Big Samir: 00:27:56    Yeah. You know, one thing that’s very, very important to me over all is being present for things, uh, which is something that was tough when the kids were a lot younger because we tried, we talked so much, you know, we would travel a lot and sometimes it would get to a point where it’s like, okay, you have to make a decision either. You’re going to accept this gig. That’s going to have you be out for a couple of days and then miss, maybe a school play, which unfortunately we haven’t had to miss too much. But, but that presence is huge. You know, and a friend of mine, a friend of mine posted a caption one day on a picture of him and his son. And it says presence over presence. So, you know, cause a lot of, a lot of parents are not able to be there so much.  

00:28:40    So then they make it up by just saying, Hey, let me just, you know, take you out and buy you all this stuff. Or, you know, here’s a gift. I mean, every time I see you, but being there to experience and witness things is huge. You know, like being there to, to, to, to watch your kids lose loose teeth, you know what I mean, little, little things like that that are very important. Um, but another thing that’s very important too, is they, they watch, you know, our kids are watching us constantly and that means the way you do everything, the way you speak to people, the way you carry yourself, the way you, you, you, you work, uh, you know, you’d be surprised, man, how, how much they observe, but also the way you treat your spouse. You know, I know for my daughter that that sets the ground for what to expect in life. You know what I mean, a healthy relationship, you know, this is how a woman is supposed to be treated or, you know, this is how someone should be talking to you. If they don’t talk to you this way, you know, it may be unhealthy to be in that kind of even friendship, you know? Right.  

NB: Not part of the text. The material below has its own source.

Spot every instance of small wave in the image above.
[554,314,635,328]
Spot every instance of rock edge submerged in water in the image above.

Adam: 00:29:43    Any kind of relationship, right? Because it’s like, whether that’s a boss, a coworker, it’s like, these are the lines of how you can respect me, talk to me respectfully. And this is how you need to not act with me. And it doesn’t matter what the relationship is almost, but of course, some of those most important ones, friendships, and then partnerships with marriage or whatever kind it is.  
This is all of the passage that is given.